Many people who choose to plant bamboo in their gardens as a thicket or a single specimen are looking to an add exotic flair to their gardens. We can certainly see why people would do that, as the unique appearance of bamboo, with its thick stems and long, fresh green leaves, is bound to add a somewhat oriental flair to any garden. However, umbrella bamboo also makes an excellent screening hedge. The smallest umbrella bamboo suitable for hedging, the dwarf cultivar ‘Simba’, can reach a height of about 2 metres, while the popular ‘Jumbo’ cultivar can grow to become a tall, dense screening hedge of about 3.5 metres in height. Since this non-invasive species is also relatively easy to maintain, umbrella bamboo is simply an excellent plant for hedging purposes.
Umbrella Bamboo in Western Gardens
It should not be too surprising that the appearance of umbrella bamboo is often associated with East Asia, as umbrella bamboo originates from the mountains of central China. The species was introduced to British gardeners by the English plant collector Ernest Henry Wilson, who discovered the plant during one of his expeditions to the Far East in the early twentieth century and named it after his daughter Muriel. Umbrella bamboo closely resembles fargesia nitida, also known as red bamboo or fountain bamboo, which is another popular non-invasive species for bamboo hedging. You do not need to be an experienced gardener or plant enthusiast to tell the two types of bamboo apart, however, as umbrella bamboo can easily be distinguished by its yellow canes, while fargesia nitida has red or bluish canes, depending on the variety.
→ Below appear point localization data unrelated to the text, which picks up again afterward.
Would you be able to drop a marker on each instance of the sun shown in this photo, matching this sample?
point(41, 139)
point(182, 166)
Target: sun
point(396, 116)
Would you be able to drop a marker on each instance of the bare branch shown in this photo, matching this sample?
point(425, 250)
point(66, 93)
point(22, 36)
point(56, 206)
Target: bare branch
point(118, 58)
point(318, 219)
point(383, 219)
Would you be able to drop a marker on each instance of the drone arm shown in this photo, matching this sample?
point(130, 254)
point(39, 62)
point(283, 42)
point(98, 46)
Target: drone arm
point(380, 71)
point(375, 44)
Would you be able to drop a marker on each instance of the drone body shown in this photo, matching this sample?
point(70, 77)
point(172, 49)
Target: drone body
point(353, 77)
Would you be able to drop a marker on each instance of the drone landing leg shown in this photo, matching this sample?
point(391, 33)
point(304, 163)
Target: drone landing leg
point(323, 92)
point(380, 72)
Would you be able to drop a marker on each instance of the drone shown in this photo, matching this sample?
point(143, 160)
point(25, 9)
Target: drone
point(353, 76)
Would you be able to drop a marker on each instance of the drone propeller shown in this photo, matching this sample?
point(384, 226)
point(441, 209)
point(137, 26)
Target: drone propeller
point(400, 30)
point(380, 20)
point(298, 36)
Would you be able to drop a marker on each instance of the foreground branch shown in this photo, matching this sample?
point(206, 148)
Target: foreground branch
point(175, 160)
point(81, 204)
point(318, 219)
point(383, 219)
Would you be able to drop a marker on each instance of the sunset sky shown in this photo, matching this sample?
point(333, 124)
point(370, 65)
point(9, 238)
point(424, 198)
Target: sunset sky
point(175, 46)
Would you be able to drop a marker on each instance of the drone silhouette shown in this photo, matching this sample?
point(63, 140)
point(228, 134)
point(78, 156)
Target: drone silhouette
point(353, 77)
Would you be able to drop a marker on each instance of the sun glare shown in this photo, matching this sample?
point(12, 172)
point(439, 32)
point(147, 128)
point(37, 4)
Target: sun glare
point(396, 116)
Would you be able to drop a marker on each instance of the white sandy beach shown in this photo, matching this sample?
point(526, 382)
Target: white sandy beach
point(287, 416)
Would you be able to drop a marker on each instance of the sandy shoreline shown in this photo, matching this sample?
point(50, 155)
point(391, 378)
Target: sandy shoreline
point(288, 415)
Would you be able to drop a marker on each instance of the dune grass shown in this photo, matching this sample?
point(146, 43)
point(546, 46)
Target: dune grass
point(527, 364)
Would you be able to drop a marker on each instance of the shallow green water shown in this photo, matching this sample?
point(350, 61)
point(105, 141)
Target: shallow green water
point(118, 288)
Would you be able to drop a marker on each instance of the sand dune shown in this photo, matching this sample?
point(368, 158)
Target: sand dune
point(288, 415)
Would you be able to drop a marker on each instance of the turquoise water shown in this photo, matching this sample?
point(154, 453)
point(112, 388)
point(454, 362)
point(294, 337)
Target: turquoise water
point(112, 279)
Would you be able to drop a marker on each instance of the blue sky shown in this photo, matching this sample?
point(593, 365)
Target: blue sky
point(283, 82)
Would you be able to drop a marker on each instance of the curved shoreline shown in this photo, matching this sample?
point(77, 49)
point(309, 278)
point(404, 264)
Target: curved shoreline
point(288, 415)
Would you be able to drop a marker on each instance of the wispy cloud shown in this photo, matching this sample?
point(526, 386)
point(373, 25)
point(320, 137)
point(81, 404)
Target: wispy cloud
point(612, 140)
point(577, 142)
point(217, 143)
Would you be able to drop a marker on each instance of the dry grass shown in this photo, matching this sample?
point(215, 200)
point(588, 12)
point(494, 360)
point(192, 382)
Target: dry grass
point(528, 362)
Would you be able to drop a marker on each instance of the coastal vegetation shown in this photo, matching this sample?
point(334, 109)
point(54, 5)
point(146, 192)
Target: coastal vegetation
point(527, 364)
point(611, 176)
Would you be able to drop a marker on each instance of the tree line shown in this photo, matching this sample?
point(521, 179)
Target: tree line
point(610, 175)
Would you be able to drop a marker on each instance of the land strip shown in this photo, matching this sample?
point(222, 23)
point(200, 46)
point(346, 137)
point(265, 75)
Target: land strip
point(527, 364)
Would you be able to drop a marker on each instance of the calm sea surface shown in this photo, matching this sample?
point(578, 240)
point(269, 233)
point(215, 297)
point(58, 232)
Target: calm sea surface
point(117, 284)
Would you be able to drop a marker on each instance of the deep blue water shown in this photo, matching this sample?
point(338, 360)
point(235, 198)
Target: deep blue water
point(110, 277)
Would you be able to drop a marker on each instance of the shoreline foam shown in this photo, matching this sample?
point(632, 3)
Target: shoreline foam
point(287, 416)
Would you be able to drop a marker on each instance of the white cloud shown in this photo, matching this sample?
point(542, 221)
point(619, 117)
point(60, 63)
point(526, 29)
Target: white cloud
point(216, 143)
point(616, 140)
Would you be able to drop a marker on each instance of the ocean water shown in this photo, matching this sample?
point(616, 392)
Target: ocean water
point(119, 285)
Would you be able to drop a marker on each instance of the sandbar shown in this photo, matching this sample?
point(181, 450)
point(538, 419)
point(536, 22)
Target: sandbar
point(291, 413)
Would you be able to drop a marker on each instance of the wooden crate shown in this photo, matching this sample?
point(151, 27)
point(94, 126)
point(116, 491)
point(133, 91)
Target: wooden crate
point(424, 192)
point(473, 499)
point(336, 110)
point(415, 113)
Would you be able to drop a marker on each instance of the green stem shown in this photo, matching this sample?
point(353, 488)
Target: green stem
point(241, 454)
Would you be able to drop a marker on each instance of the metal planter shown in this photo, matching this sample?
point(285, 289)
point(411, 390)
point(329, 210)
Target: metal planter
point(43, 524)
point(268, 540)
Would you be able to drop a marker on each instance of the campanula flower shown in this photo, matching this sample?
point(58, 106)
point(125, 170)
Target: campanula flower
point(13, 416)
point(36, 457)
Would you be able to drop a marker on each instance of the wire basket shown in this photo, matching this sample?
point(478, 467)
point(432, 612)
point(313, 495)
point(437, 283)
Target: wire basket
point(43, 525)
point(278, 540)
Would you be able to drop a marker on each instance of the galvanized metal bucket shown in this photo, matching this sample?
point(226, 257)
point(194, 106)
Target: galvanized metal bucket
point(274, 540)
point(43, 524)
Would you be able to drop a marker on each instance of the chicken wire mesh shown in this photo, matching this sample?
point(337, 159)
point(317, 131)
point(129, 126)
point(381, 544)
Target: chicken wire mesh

While its use in the West is mainly limited to planting it in gardens for ornamental purposes, umbrella bamboo is actually an important raw material in East Asia. The plant is harvested in order to produce paper and timber and it is even used in the kitchen, as a material to fashion utensils or even as a component of certain dishes. However, growing a hedge or a thicket simply for its aesthetic value is not the only way you can use umbrella bamboo in your garden. Its relatively thick, strong stems can also be used to support heavier plants, such as the large flower heads of some hydrangea varieties. These stems or canes are bluish green when they are young and will eventually reach a yellowish green colour.
Low-Maintenance Umbrella Bamboo Hedges
Unlike many other bamboo species, umbrella bamboo is an excellent plant for hedging purposes and does not require a lot of maintenance. When you plant an umbrella bamboo hedge in your garden, there will be no risk that it will push up tiles or show up in the garden of your unsuspecting neighbours. An umbrella bamboo hedge can be planted in just about any soil type and position, though it generally has a preference for a position in the sun or partial shade and a soil that is moist, slightly acidic, fertile and well-drained. Umbrella bamboo can handle temperatures from -25°C to about 40°C. In other words, the temperatures that this hardy, versatile hedging plant cannot handle are so rare in the UK, that you do not have to worry if it will survive the winter or the summer.
Though umbrella bamboo, much like other bamboo species suitable for hedging, is an evergreen hedging plant, it is not unlikely that the plant will shed a few leaves in late autumn. Most of its foliage will last through the winter, however, so you do not have to look at its bare stems during the cold months. It also shares its fast growth rate with many other bamboos, though the ‘Simba’ cultivar will only grow 25 to 50 centimetres per year, which is relatively slow compared to the ‘Jumbo’, which has an average annual growth rate of 50 to 75 centimetres. Regardless, your umbrella bamboo hedge does not need to be pruned at all, though its tolerance of pruning and fast growth habit allows you to cut back the species as rigorously as you please.
Why Choose an Umbrella Bamboo Hedge?
While bamboo is not the first plant that comes to mind when people think about hedging, umbrella bamboo has proven that it is just as capable of forming a beautiful, dense screening hedge as any other evergreen hedging plant. An umbrella bamboo hedge is sure to add a different character to your garden than a traditional formal evergreen hedge will. This is of course the reason why some gardeners favour a bamboo hedge, as the Far East is suddenly not so far away anymore when you have an umbrella bamboo hedge in your garden. Additionally, the non-invasive umbrella bamboo does not have any of the characteristics that make many other bamboo species unfit for hedging and the plants require very little maintenance. And since it is also quite versatile when it comes to soil types and positions, an umbrella bamboo hedge will not cause a lot of worries after it has been planted.